I think my relationship with my boyfriend has been one of the most healing things in my life. He is the first truly, healthy, loving, stable, and emotionally healthy partner I have ever had. I tell people, he doesn’t fix me, he gives me a safe place to fix myself.
Who do you dedicate your work to?
My amazing kids, who gave me the grit to stop the effects of trauma and make the changes I needed to make, and the courage to create healthy boundaries.
Is there something you wish you can change about your life circumstances?
Right now, I am 100% content with the direction things are going! Even on bad days or weeks, I have a sense of hope that I’ve never had before.
If you can ask a genie three wishes, what would they be?
Ha! A laundry fairy! A house big enough for all my kids, pets, and the little herd of goats I want someday! An end to child abuse.
Where do you see yourself in one year?
I’m not sure! If there’s one thing my life is consistent with, it’s throwing curveballs! My boyfriend and I own a marketing firm and we are growing rapidly. I have recently started my podcast, The HeART of Healing, and my kids are slowly growing up so crazy quickly! I see my podcast becoming more of a focus in my life, I see my boyfriend and I purchasing a home together and growing our business, and I see lots of collaborating with other survivors, and more healing!

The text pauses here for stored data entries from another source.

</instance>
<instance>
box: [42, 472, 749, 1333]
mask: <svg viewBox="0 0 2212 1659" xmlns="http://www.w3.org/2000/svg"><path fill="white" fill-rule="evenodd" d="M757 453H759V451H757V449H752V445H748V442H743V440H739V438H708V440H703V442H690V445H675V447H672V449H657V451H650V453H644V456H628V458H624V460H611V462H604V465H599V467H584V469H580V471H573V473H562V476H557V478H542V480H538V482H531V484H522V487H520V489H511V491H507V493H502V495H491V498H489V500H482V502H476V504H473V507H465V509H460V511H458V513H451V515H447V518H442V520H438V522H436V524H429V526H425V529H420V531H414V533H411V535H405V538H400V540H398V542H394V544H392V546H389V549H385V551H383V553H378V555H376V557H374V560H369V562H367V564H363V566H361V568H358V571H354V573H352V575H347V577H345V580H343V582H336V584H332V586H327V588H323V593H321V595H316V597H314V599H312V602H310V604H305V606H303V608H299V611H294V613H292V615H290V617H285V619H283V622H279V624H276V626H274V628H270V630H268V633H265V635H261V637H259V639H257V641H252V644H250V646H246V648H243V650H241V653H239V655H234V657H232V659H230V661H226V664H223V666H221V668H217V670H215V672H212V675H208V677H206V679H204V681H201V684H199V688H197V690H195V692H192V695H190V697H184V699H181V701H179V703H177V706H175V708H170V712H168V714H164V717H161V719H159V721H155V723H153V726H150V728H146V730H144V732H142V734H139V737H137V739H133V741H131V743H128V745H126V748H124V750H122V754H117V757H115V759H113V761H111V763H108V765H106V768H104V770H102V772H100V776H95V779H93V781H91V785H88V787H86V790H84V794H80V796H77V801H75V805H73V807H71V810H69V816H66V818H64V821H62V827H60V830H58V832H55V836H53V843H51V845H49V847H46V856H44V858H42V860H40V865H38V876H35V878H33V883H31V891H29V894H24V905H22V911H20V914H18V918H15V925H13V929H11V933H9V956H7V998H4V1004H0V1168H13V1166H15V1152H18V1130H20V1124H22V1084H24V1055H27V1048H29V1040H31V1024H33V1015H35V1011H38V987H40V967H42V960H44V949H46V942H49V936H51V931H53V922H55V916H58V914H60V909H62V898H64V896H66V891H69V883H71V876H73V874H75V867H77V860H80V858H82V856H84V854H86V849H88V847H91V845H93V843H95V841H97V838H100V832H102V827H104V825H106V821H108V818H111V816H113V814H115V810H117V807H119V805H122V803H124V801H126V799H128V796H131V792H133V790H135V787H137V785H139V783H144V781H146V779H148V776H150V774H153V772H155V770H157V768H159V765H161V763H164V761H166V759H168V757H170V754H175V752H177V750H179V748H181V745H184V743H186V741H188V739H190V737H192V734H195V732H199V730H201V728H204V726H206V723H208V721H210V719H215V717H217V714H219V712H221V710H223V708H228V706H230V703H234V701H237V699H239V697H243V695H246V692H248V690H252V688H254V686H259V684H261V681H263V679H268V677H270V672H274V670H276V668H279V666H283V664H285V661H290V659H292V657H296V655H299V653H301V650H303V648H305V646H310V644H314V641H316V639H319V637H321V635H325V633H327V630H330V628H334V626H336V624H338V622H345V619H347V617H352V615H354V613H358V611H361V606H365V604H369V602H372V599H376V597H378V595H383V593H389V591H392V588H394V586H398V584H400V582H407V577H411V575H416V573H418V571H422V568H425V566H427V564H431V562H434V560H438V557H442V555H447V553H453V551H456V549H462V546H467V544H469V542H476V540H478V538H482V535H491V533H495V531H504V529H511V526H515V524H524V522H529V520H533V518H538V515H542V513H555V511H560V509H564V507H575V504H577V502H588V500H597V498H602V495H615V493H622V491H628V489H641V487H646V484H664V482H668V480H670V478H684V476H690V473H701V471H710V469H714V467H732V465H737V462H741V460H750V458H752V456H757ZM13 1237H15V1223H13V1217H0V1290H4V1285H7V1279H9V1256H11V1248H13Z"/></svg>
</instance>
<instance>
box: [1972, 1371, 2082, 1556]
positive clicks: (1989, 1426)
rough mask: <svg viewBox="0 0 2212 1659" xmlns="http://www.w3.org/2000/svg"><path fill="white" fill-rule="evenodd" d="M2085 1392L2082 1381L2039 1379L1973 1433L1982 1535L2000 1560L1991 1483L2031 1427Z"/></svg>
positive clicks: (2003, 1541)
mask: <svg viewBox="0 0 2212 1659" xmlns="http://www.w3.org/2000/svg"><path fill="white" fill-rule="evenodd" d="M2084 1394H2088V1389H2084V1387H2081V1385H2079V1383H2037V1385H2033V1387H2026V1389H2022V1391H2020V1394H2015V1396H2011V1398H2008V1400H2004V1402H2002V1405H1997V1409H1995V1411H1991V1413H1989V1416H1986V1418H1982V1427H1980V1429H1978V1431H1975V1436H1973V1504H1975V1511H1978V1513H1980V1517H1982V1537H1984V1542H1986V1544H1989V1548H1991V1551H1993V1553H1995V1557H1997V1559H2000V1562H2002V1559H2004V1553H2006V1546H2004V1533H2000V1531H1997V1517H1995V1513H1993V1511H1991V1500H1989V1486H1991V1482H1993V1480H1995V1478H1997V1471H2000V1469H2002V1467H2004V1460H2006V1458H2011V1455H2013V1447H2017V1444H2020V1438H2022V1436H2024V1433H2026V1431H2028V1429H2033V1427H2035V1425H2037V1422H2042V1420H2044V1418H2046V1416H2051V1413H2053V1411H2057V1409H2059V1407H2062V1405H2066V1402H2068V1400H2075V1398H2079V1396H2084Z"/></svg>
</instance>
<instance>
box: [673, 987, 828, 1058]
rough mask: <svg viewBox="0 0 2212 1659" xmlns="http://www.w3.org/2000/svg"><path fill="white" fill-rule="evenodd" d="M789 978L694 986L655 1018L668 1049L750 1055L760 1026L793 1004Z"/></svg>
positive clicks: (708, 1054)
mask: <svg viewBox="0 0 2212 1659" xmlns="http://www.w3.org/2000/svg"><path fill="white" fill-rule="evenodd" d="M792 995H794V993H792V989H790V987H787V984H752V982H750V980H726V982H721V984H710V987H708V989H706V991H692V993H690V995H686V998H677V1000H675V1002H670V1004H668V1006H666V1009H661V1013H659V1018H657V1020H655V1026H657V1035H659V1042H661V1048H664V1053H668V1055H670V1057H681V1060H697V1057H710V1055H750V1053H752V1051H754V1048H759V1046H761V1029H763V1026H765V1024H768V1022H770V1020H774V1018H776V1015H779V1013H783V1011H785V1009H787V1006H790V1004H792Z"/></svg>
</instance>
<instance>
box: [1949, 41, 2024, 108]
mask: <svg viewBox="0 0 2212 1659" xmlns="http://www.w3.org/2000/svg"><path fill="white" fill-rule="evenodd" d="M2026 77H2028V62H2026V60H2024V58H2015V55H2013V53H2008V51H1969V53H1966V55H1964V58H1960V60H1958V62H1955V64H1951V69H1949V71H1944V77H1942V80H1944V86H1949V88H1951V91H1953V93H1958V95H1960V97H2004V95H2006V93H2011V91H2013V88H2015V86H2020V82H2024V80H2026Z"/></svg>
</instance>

What is the one thing that never fails to put a smile on your face?
A hug. From my kiddos or boyfriend. I was rarely hugged as a child and it’s something I was so uncomfortable with until I had my own kids. I love that I have grown to accept and give love in this way that used to be so foreign and awkward to me.
What is the one thing you never make a compromise with?
My self-worth. I used to put EVERYONE’s needs before my own, to my detriment, no matter who they were. These days if someone is using me, or attempting to take advantage, the tie gets severed.
What is your message to others struggling with trauma and/or mental health issues?
Do not discount the effects of trauma on your mental health. If you are struggling with a diagnosis and feel like you are “the one person” who doesn’t respond to treatment like you should, if you are banging your head against a wall looking for help or answers, or feeling damaged beyond repair, please see a therapist that specializes in trauma-informed care. I think all too often we discredit our own trauma. We hear others’ stories and think “well my trauma wasn’t THAT bad, so what’s my problem?” and we continue living in a state “trauma brain.” Your story deserves to be heard and you deserve to be the person you were meant to be before trauma touched your life.
If you get to write a book what would you title it?
A Mitten and a Cactus.
Were can others find you/contact you?
My podcast, The HeART of Healing: available on iTunes, Google Play, Podbean, and Soundcloud.
I hope you enjoyed today’s interview and that it inspires you to continue healing, growing and sharing your story with the world.
Do you resonate to Amie’s story? Do you think you might’ve suffered trauma? Which part stuck out the most for you?